Gilead Sciences Inc. added another cystic fibrosis drug to its pipeline by licensing the preclinical epithelial sodium channel (ENaC) inhibitor P-680 from Parion Sciences Inc.

Foster City, Calif.-based Gilead will pay Durham, N.C.-based Parion up to $156 million for the drug, including a $5 million license fee, a $5 million equity purchase, research funding and potential milestone payments. Parion would also receive double-digit royalties on future sales.

In exchange, Gilead gets exclusive worldwide commercialization rights to P-680 in the treatment of pulmonary diseases including CF, chronic obstructive pulmonary disease (COPD), and non-CF bronchiectasis. Parion will complete preclinical and some Phase I development of the drug, with Gilead taking over further development. The two companies also will collaborate on a research program to identify other ENaC inhibitors.

The purpose of ENaC inhibitors, including P-680, is to block sodium channels that regulate hydration in the mucus membranes. This blockage prevents the absorption of liquid and keeps the mucosal surfaces hydrated. In the case of CF, the approach is intended to inhibit the development of thick mucus that results in infections and lung damage.

Parion's ENaC program was spun out of the University of North Carolina at Chapel Hill by Richard Boucher, UNC chief of pulmonary medicine and founder of Inspire Pharmaceuticals Inc. Boucher teamed up with former Trimeris Inc. CEO Ross Johnson to found Parion, which was originally named CyFi Pharmaceuticals.

Since its founding in 2000, Parion has remained under the radar while quietly advancing its lead ENaC inhibitor, P-552, through Phase II programs in CF and xerostomia (dry mouth) associated with Sjogren's syndrome. Trials in more than 150 patients have shown P-552 to be well-tolerated and to cause mucus clearance in CF patients, according to Parion Director of Operations Paul Boucher.

P-552 is now slated for a Phase IIb trial in CF and additional trials in Sjogren's syndrome, but Boucher said the timelines and details are still being planned.

Since ENaC is found on the mucosal surfaces of the lung, mouth, nose, eye and gastrointestinal tract, Parion's ENaC inhibitors may have broad utility in COPD, bronchiectasis, dry eye and many other conditions, including biodefense applications against inhaled pathogens like anthrax and plague. Boucher said the company has a "vast library" of ENaC inhibitors, some of which may be possible partnering candidates. He added that the company also has "very extensive" intellectual property in the space.

Thus far, Parion has advanced its pipeline without any venture funding, instead relying on grants from the NIH and Cystic Fibrosis Foundation Therapeutics Inc. (CFF). Earlier this week, CFF signed a $20 million venture philanthropy deal with FoldRx Pharmaceuticals Inc., bringing the foundation's total in committed biotech funding for CF programs to about $250 million since 1998. (See BioWorld Today, Aug. 14, 2007.)

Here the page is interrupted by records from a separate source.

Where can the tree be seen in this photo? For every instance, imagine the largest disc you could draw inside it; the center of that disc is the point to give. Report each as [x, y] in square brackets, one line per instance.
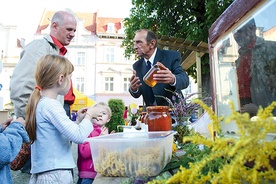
[190, 19]
[117, 108]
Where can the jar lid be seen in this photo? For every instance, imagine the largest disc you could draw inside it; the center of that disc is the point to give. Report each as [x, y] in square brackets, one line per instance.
[157, 108]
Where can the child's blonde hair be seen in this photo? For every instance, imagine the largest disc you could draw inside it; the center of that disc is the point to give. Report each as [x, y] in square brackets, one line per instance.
[47, 72]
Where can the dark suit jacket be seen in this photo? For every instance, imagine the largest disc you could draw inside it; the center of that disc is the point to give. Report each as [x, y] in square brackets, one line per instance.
[171, 59]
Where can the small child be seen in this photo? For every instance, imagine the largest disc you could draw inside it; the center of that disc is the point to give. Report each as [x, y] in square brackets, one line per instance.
[101, 115]
[49, 128]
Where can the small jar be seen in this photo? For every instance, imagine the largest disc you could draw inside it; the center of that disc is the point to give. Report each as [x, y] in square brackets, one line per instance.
[142, 117]
[158, 118]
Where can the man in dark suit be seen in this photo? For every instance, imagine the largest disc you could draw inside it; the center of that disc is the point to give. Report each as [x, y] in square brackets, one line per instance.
[173, 78]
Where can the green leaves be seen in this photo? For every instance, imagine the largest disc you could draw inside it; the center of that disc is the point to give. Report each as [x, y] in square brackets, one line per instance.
[190, 19]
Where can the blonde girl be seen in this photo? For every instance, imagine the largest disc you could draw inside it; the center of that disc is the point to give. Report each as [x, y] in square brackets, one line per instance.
[49, 128]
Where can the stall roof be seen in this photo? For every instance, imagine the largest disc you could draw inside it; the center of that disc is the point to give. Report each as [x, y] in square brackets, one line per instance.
[187, 48]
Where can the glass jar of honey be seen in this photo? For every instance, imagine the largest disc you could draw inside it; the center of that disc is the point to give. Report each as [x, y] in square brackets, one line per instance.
[158, 118]
[148, 78]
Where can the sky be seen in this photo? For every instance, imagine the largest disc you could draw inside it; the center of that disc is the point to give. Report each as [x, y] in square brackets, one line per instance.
[25, 14]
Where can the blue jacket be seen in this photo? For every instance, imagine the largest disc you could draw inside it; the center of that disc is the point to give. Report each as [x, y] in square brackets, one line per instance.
[11, 140]
[171, 59]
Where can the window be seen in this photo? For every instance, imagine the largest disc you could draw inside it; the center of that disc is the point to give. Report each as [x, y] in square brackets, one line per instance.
[80, 84]
[109, 83]
[81, 58]
[126, 84]
[109, 54]
[110, 28]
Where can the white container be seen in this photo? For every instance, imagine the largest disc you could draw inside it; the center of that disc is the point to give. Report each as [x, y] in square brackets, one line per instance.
[131, 154]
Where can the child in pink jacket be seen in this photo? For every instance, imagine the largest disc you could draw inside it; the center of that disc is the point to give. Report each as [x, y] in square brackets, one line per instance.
[101, 116]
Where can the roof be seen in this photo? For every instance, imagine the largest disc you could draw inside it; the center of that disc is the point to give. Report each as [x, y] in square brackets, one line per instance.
[187, 48]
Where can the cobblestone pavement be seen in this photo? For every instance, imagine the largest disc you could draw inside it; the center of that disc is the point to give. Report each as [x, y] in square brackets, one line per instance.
[23, 178]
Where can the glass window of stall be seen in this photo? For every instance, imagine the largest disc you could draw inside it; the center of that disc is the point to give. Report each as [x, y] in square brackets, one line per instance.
[242, 45]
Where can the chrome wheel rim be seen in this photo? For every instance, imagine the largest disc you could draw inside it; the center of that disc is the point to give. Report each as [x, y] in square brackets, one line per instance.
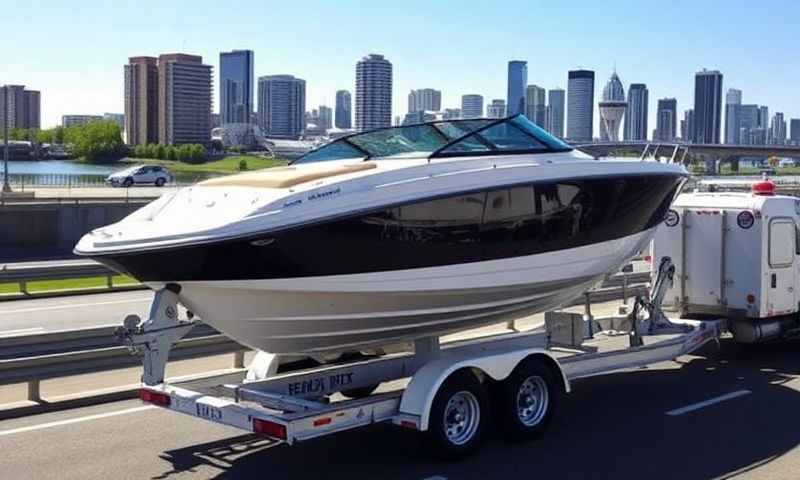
[532, 401]
[461, 417]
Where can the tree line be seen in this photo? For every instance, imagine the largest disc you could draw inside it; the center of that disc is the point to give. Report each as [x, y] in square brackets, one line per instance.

For Gilead, the P-680 license represents another step in the effort to increase its footprint in respiratory therapeutics. To date, most of Gilead's success has come from antiviral products like Atripla (efavirenz 600 mg/ emtricitabine 200 mg/ tenofovir disoproxil fumarate 300 mg) and Truvada (emtricitabine and tenofovir disoproxil fumarate), but Gilead spokesperson Nathan Kaiser said the company is "very committed" to building out its respiratory franchise.

As of now, that franchise consists solely of Tamiflu (oseltamivir phosphate), on which Gilead gets royalties from F. Hoffmann-La Roche Ltd.. Yet a new drug application filing is planned before the end of the year for CF drug aztreonam lysine for inhalation, which met its endpoints in two Phase III trials. (See BioWorld Today, May 31, 2007.)

Kaiser noted that P-680 and inhaled aztreonam lysine "address different aspects of the disease." P-680 improves mucosal clearance, while inhaled aztreonam lysine addresses Pseudomonas aeruginosa infection, a significant cause of morbidity and mortality among CF patients. The two drugs "theoretically could be used in combination," Kaiser said.

Another target indication for Gilead, according to Kaiser, is cardiovascular disease. The company markets hypertension drug Flolan (epoprostenol sodium) and gained approval in June for pulmonary arterial hypertension drug Letairis (ambrisentan). Another hypertension drug, darusentan, is in Phase III. (See BioWorld Today, June 19, 2007.)

Gilead acquired inhaled aztreonam lysine through its buyout of Corus Pharma Inc. and all three hypertension drugs through its buyout of Myogen Inc. With about $2 billion in cash, equivalents and marketable securities as of the end of the second quarter, the company certainly has the money to buy more companies if it so chooses, but Kaiser was mum as to any acquisition plans. (See BioWorld Today, July 31, 2006 and Oct. 3, 2006.)

Shares of Gilead (NASDAQ:GILD) dipped 21 cents to close at $37.60 on Thursday.